Gdo: in Italia fa breccia lo straniero

19/01/2005

    mercoledì 19 gennaio 2005

    sezione: FINANZA E MERCATI – pagina 37

    In Italia fa breccia lo straniero
    MA.PI.

      MILANO • La grande distribuzione italiana si prepara a prendere passaporto straniero. Le sei cordate in gara per acquisire Rinascente portano nomi francesi, inglesi, americani e qualche marchio immobiliare italiano. Non c’è nessun imprenditore italiano del settore e anche la Coop, il più grande retailer italiano, ha fatto sapere «di non essere in gara e di guardare con crescente preoccupazione all’avanzata di gruppi stranieri in Italia per le ripercussioni sul mondo della produzione agroalimentare».

      In gioco c’è un fatturato di 155 miliardi di euro nel no food e di 105 miliardi nel food. In Italia nel settore alimentare già la presenza francese, molto forte, fattura 13,7 miliardi tra Carrefour (7,2 miliardi) e Auchan (6,5) attraverso i marchi Sma e Città Mercato (ex Rinascente), all’epoca corteggiati anche da Coop. Quest’ultima fattura 11 miliardi e insieme a Canard (catena di cooperative) raggiunge 17,2 miliardi. Seguono gli imprenditori privati: Esselunga di Caprotti con 3,6 miliardi di fatturato, Pam, controllato dalla famiglia Bastianello, con 2,4 miliardi, Finiper di Brunelli con 2,1 miliardi. «La forza straniera nel nostro paese è destinata a crescere perché nel food —spiega Nicola Pianon, partner di Boston Consulting — si ottengono economie di scala attraverso la leva degli acquisti: il valore nei supermercati alimentari viene creato comprando grandi quantitativi di merce a prezzi più bassi. Nel futuro le catene sono destinate a ridursi facogitate dalla grande distribuzione internazionale» prevede il consulente di Boston Consulting. «Un freno alla globalizzazione di questo settore, in Italia molto frammentato, lo ha posto il legislatore con la legge Bersani — prosegue — che ha reso più difficile la crescita delle grandi catene limitando le aperture sopra i 2.500 mq. Gli iter autorizzativi infatti sono molto complessi» spiega Pianon.
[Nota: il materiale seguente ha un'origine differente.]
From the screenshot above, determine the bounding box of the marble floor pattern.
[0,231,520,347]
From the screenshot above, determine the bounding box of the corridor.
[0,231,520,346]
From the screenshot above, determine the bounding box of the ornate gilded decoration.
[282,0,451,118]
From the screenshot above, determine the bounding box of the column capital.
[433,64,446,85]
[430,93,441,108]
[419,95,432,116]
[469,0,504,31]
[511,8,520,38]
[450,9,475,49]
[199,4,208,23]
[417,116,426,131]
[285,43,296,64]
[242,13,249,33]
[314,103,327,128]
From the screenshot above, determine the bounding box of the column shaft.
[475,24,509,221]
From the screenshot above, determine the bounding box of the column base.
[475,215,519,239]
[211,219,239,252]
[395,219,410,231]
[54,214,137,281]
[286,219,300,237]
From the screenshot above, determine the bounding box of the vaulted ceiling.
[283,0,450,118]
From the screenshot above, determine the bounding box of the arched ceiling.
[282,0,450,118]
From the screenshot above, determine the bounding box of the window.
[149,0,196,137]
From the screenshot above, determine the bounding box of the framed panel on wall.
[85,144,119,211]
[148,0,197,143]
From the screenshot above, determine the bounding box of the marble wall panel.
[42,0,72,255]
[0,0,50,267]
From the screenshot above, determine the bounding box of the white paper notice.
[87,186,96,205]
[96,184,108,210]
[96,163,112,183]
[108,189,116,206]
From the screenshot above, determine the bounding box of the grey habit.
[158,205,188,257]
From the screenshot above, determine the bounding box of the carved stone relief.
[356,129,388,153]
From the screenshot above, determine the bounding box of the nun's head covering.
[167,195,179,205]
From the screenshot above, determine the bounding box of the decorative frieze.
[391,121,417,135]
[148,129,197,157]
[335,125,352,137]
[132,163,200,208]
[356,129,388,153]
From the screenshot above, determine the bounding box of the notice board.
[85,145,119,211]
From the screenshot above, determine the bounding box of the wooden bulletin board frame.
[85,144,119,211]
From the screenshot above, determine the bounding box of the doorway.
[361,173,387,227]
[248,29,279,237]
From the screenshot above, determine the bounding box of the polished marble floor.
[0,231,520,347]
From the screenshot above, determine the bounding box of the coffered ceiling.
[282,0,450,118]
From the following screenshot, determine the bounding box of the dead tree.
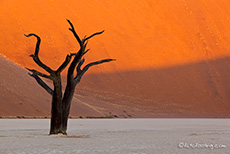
[25,20,115,135]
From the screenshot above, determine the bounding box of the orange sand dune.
[0,0,230,117]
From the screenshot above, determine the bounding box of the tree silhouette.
[25,20,115,135]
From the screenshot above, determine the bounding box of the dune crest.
[0,0,230,117]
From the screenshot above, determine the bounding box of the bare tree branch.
[25,33,54,74]
[74,59,116,83]
[83,30,104,43]
[28,73,53,96]
[77,58,85,73]
[83,49,90,55]
[67,19,83,48]
[26,67,52,80]
[56,54,73,73]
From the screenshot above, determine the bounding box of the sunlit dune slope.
[0,0,230,117]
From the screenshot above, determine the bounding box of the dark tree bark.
[25,20,115,135]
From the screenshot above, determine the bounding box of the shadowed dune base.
[0,54,230,117]
[76,57,230,117]
[0,0,230,117]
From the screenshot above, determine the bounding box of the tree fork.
[25,20,115,135]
      Questo ha permesso a dettaglianti e piccole catene di sopravvivere, ma con quali prospettive? «Poche, perché la distribuzione food ha alcuni driver : — prosegue Pianon — non cresce come consumi, anzi in valore le vendite negli ultimi due anni sono scese, a fronte di un costo del lavoro in leggera salita. A parte la via dell’efficienza e la leva degli acquisti, non resta che la strada della concentrazione».
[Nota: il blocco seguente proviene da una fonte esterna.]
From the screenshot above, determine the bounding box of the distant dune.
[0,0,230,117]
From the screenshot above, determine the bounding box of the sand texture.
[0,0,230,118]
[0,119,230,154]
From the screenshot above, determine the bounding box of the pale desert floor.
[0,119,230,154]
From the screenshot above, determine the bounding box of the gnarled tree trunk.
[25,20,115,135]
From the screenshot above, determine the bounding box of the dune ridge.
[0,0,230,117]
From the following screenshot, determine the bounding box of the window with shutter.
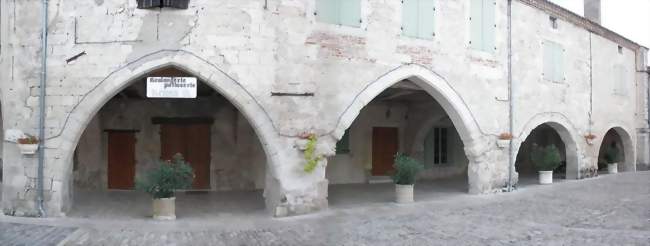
[336,130,350,155]
[315,0,361,27]
[542,40,565,83]
[137,0,190,9]
[470,0,496,52]
[402,0,436,39]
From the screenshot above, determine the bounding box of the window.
[613,65,627,96]
[314,0,361,27]
[548,16,557,29]
[542,40,566,83]
[424,128,448,165]
[402,0,436,39]
[336,130,350,155]
[138,0,190,9]
[470,0,496,52]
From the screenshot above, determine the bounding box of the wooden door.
[372,127,399,176]
[160,124,211,189]
[108,131,135,190]
[186,124,210,189]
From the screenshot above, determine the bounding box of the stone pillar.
[264,137,336,217]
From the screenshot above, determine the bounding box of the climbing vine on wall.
[303,134,323,173]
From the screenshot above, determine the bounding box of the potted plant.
[391,153,424,203]
[17,134,38,155]
[531,144,562,184]
[136,154,194,220]
[605,146,618,174]
[497,132,512,149]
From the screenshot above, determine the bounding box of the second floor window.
[402,0,436,39]
[470,0,496,53]
[315,0,361,27]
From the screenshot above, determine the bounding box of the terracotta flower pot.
[153,197,176,220]
[395,184,413,203]
[539,171,553,184]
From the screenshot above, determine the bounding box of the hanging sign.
[147,77,197,98]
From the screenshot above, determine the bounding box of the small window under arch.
[137,0,190,9]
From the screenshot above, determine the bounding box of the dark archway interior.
[515,124,566,178]
[598,129,625,171]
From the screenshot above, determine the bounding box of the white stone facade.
[0,0,650,216]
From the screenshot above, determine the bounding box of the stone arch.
[595,126,636,172]
[48,50,278,211]
[513,112,582,179]
[333,64,488,193]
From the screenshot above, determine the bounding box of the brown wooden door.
[372,127,399,176]
[108,131,135,190]
[160,124,211,189]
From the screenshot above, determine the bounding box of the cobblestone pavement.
[0,172,650,246]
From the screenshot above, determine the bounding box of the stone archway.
[47,50,280,215]
[597,126,636,172]
[513,113,583,182]
[333,64,494,193]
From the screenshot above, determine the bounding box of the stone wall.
[0,0,648,216]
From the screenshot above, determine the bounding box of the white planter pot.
[539,171,553,184]
[497,139,510,149]
[607,163,618,174]
[153,197,176,220]
[395,184,413,203]
[18,144,38,155]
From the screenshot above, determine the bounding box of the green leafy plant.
[530,144,562,171]
[303,134,323,173]
[135,154,194,199]
[605,147,618,164]
[391,153,424,185]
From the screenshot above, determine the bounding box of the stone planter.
[395,184,413,203]
[539,171,553,184]
[497,139,510,149]
[607,163,618,174]
[18,144,38,155]
[153,197,176,220]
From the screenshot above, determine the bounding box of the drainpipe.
[508,0,515,192]
[36,0,48,217]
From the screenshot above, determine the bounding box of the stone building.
[0,0,650,216]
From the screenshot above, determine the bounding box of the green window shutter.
[340,0,361,27]
[336,130,350,154]
[316,0,340,24]
[402,0,419,37]
[542,40,555,81]
[424,128,436,166]
[553,43,565,82]
[481,0,496,52]
[470,0,483,50]
[418,0,436,39]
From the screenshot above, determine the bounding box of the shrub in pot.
[17,134,39,155]
[605,146,619,174]
[531,144,562,184]
[391,153,424,203]
[136,154,194,220]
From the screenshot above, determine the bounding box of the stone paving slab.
[0,222,76,246]
[0,172,650,246]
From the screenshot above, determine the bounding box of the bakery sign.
[147,77,197,98]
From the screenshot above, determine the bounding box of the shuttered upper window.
[138,0,190,9]
[470,0,496,52]
[613,65,628,96]
[542,40,566,83]
[402,0,436,39]
[315,0,361,27]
      Non è un caso che un’aziende di successo come Esselunga venga corteggiata dai grandi nomi internazionali come Tesco e Wal-Mart. Il settore è condannato a crescere. Ma solo sotto le insegne straniere? In Italia è vincente il modello cooperativo che va a gonfie vele — la Coop cresce dell’8% annuo —, ma si sviluppa per linee interne avendo anche un buon feeling con le amministrazioni locali. E poi c’è la buona gestione degli imprenditori italiani della distribuzione che però cominciano a mostrare i limiti del capitalismo familiare: come finanziare lo sviluppo e a chi cedere i comando? I francesi hanno sempre risolto, per politica nazionale, di conservare gelosamente le proprietà nei confini nazionali. In un settore liberalizzato come quello della grande distribuzione, quando i nodi vengono al pettine come nel caso di Coin e Rinascente, è difficile che senza un progetto imprenditoriale italiano la proprietà possa restare in Italia. La Borsa o la creazione di cordate di imprenditori italiani del settore potrebbero forse consentire di preservare un patrimonio e magari di farlo crescere all’estero. Altrimenti la sfida dell’internalizzazione la giocheranno gli stranieri a casa nostra.